Al Jazeera English presenter Rageh Omaar has slammed the British media for its coverage of issues relating to Islam.
In a Radio 4 programme, Analysis: Telling Muslim Stories, Omaar argued that since the London bombings, the way in which members of the media prove how liberal they are is by their stance against Islam.
He said: ‘Whether it’s The Guardian or the Daily Telegraph, Sky News or the BBC, there’s this shrug of the shoulders assumption that there is something there, [that] Islam does threaten our liberal sensibilities, and it is the right thing to have a go first.’However, the New Statesman’s political editor, Martin Bright dismissed the suggestion saying that since 7 July attacks on London in 2005, the attitude of the British press and public had been relatively restrained.
Bright said: ‘Newspaper editors are always the first targets of not only authoritarian regimes but authoritarian ideologies. So it’s no surprise to me that the first people who are attacked by representatives of radical Islam in this country are journalists.’The Analysis programme, presented by Charlie Beckett, the director of the Polis journalism institute, included a group of young Muslim women so disillusioned with media coverage that they had set up their own current affairs podcast.
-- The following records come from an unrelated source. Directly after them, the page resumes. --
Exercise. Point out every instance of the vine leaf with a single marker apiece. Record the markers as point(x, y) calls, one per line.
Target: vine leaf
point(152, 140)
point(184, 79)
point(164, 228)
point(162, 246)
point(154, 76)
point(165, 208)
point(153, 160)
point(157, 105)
Yet while some argue that the media’s coverage of issues affecting Muslims may actually have increased the risk of violence in Britain, others such as former BBC Panorama reporter John Ware said that the media should have a more robust approach.
Ware said: ‘What I feel is stirring is a potentially incendiary mix of religion and politics, which taken to its ultimate conclusion could be as dangerous as any of history’s grand ideas.”